Он забывался в блаженном парении,

и лишь изредка какое-то горделивое чувство заставляло его отвлечься от созерцания, спуститься на землю, увидеть близкий берег и бегущую к нему в брызгах по отмели разгоряченную женщину, в которую переселилось теперь его будущее.

Иногда он думал о ребенке, который может родиться у нее, и душа его истекала нежностью к этому возможному и желанному сыну или дочери. Чувство это было похоже на какую-то сладкую тоску, какую испытывают, наверное, только деды к своим внукам. Но он не понимал этого и хотел быть отцом, забывая о взрослых своих сыновьях, словно бы их и не было никогда.

Однажды после волейбола и долгого купания, когда она так далеко заплыла, что он не на шутку стал беспокоиться, утомленная и озябшая, с синими губами, она упала рядом с ним на горячий матрас и, тяжело дыша, сказала с загнанной улыбкой:

— Все-таки хорошие ребята эти эстонцы.

— Да, мне тоже нравятся, — с неохотой согласился он. — Особенно нравится молодое семейство, из соседней палатки, с мальчиком, с Валтоном этим. Ты заметила, кстати, у женщин и у мужчин, у молодых совсем, есть одна особенность в телосложении... Это может нравиться или нет, мне, например, нравится... Какая-то очень прочная заземленность в фигуре. Ты обрати внимание, они, как эти сосны, вцепившиеся в песок, словно бы тоже рождены в борьбе с ветром. Эстонка идет по земле легко, но в поступи ее такая уверенность, прочность и твердость... У большинства, ты заметь, тяжелая стопа, все почти монументальны: тяжелые, длинные, упругие ноги, словно бы ваятель их специально удлинил и утолщил, словно на высочайший постамент... Они очень скульптурны, верно? А как тебе нравится наш сосед Валтон? Голыш этот... Тебе бы хотелось иметь такого?
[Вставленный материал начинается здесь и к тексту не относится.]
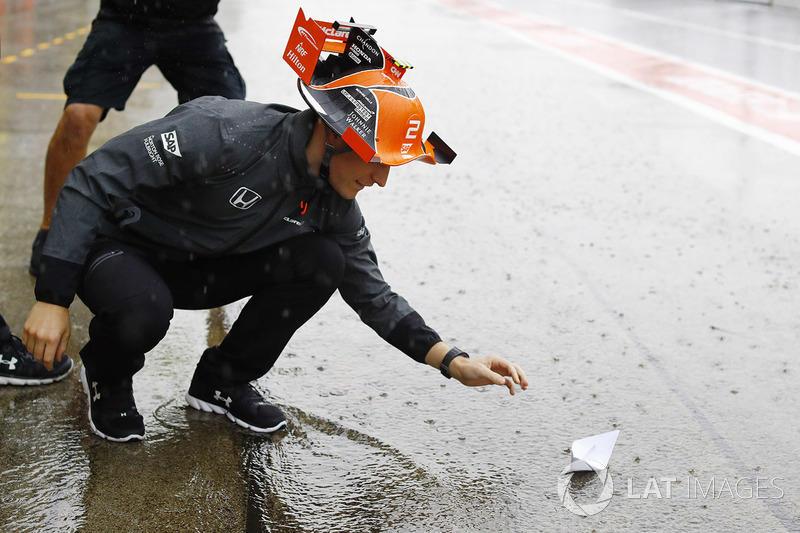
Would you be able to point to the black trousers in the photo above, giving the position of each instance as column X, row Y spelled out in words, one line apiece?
column 132, row 295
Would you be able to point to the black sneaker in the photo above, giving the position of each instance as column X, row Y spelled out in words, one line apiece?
column 242, row 404
column 36, row 252
column 112, row 410
column 19, row 367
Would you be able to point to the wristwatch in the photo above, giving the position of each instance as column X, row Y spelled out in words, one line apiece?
column 444, row 367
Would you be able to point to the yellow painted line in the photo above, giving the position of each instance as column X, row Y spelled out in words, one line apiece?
column 44, row 46
column 41, row 96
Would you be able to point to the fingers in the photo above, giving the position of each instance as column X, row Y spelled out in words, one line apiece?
column 62, row 347
column 512, row 371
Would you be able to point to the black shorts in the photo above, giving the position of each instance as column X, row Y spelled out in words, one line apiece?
column 192, row 57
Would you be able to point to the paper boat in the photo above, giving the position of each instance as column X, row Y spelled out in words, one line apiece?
column 593, row 453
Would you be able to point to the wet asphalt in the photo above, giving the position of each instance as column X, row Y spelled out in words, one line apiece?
column 635, row 254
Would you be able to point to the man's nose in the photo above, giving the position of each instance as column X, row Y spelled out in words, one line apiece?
column 381, row 175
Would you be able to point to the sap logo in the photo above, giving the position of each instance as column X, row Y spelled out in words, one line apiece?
column 244, row 198
column 307, row 35
column 170, row 142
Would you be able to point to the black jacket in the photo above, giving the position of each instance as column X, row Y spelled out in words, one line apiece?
column 218, row 177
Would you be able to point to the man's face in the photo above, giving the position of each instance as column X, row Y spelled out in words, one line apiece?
column 349, row 174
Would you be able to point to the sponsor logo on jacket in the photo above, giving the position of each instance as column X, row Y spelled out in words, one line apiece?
column 152, row 151
column 170, row 142
column 244, row 198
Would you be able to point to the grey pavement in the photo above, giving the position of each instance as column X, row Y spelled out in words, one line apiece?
column 637, row 256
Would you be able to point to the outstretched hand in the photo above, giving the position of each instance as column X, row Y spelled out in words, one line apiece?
column 489, row 370
column 46, row 332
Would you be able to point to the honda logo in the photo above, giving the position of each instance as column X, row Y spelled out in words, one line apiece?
column 244, row 198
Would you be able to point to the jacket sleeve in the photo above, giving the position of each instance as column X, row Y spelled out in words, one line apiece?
column 154, row 155
column 377, row 305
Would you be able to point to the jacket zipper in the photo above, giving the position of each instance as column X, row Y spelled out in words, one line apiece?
column 99, row 260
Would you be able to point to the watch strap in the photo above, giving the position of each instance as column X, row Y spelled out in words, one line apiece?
column 454, row 352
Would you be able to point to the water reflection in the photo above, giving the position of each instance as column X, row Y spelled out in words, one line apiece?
column 322, row 476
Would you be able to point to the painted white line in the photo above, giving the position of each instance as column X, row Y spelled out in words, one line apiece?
column 764, row 112
column 677, row 23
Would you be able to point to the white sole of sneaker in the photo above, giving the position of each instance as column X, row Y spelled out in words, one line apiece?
column 200, row 405
column 96, row 431
column 7, row 380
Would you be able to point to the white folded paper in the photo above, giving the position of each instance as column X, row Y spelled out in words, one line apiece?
column 593, row 453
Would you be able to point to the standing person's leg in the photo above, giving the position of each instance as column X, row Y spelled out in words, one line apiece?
column 104, row 74
column 195, row 60
column 132, row 309
column 287, row 284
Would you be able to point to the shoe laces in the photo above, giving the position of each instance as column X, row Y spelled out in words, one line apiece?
column 116, row 395
column 17, row 347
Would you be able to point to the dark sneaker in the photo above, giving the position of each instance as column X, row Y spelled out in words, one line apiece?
column 112, row 410
column 18, row 366
column 242, row 404
column 36, row 252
Она лежала на животе, отвернувшись лицом от Краскова, то ли слушая, то ли не слушая его, и лишь вкрадчиво тихий этот вопрос как будто хлыстом ударил ее, и она вздрогнула, приподнялась на локтях... Удивление и страх мелькнули в ее быстром взгляде и мгновенно сменились каким-то насмешливо-изумленным интересом, незнакомым Краскову, и, протянув к нему свободную руку, стала задумчиво перебирать серые его, посветлевшие за эти дни, густые и жесткие волосы, оттененные загорелым лицом.

Сочувствующая улыбочка играла на ее губах, брови ее чуть заметно вздрагивали, точно недавнее изумление все еще жило в ней, готовое в любое мгновение отобразиться на лице.

— Угу, — чуть слышно ответила вдруг она и согласно прикрыла глаза.

— А ты знаешь, — говорил ей по многу раз в день Красков, словно хотел сообщить ей радостную новость, — я, оказывается, очень тебя люблю. Только сейчас это понял.

На что она ему отвечала с игривой миной удивления:

— Да что вы говорите! Какое совпадение. Ах-ах-ах!

Но в день, когда он спросил ее о ребенке, она на привычное: «А ты знаешь...» —ответила каким-то сочувствующим и грустным «угу».

— Ты не заболела ли? —спросил он, усмиряя страх, который вдруг захолонул ему грудь.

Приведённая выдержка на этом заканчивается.